Diese Rolle stellt außerordentliche Anforderungen an den Schauspieler: Zum einen gilt es, das sich ankündigende Sterben glaubwürdig zu verkörpern, und auch mit dem „Fatsuit“, dem Kostüm, das Münchow zu einer krankhaft adipösen Figur macht, zurechtzukommen. Zum anderen darf das Darstellen der Entwicklung der Gefühle, der Handlung und der teilweise dysfunktionalen Beziehungen der Figuren zueinander nicht ins Hintertreffen geraten.

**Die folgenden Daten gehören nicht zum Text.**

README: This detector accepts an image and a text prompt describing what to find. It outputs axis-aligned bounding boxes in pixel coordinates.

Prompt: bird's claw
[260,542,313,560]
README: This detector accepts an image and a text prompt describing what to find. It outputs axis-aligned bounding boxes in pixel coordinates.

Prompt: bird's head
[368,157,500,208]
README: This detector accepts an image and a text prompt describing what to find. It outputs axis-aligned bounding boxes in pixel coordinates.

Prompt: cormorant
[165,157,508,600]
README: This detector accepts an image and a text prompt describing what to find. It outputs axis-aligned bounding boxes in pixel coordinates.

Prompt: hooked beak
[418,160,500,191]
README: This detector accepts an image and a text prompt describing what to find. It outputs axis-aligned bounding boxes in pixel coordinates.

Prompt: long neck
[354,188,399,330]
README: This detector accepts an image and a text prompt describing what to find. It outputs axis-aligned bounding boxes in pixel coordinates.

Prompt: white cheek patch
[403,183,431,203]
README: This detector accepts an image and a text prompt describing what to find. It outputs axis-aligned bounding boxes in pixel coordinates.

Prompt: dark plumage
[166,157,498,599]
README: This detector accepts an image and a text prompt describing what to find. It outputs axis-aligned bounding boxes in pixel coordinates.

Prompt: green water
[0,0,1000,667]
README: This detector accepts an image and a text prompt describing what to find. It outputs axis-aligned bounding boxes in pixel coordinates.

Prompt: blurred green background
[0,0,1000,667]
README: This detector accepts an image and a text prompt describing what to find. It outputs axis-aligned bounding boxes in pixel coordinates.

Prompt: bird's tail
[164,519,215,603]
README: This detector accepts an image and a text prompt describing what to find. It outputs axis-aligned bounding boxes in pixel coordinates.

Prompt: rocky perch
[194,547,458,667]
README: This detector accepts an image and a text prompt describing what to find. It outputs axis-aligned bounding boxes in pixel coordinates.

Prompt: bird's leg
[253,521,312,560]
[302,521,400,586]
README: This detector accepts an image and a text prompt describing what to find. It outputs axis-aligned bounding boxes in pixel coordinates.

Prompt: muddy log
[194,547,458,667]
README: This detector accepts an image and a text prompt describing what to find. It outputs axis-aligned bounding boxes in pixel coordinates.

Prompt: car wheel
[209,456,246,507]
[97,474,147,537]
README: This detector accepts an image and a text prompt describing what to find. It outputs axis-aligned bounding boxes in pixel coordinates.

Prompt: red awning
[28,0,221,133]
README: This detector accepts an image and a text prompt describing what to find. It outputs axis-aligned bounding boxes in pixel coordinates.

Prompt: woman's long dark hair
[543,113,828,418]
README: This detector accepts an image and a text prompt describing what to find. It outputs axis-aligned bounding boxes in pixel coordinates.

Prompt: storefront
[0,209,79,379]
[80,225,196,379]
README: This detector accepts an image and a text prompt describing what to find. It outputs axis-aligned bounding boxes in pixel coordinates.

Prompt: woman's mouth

Das gelingt dem Ensemble außerordentlich gut: Münchow erzeugt glaubwürdig Tragik, wenn er sich als – im mehrfachen Sinne – gestrandeter Wal buchstäblich zu Tode futtert. Vorher möchte er aber noch eine Beziehung zu seiner 17-jährigen Tochter Ellie aufbauen, die es ihm als rebellischer Teenager maximal schwer macht. Mit Daria Vivien Wolf hatte man dafür die Idealbesetzung gefunden. Bleibt noch die Krankenschwester Liz, die sich im Laufe des Stücks als Adoptivschwester von Charlies verstorbenem Lebenspartner Alan offenbart. Sie kümmert sich rührend, aber auch mit gnadenloser Ehrlichkeit und Pragmatismus um den sterbenden Ex ihres Bruders, der im Übrigen an Nahrungsverweigerung gestorben ist. Franziska Endres, die Liz im Film die deutsche Stimme gab, war auch hier im umfassenden Sinne am rechten Platz.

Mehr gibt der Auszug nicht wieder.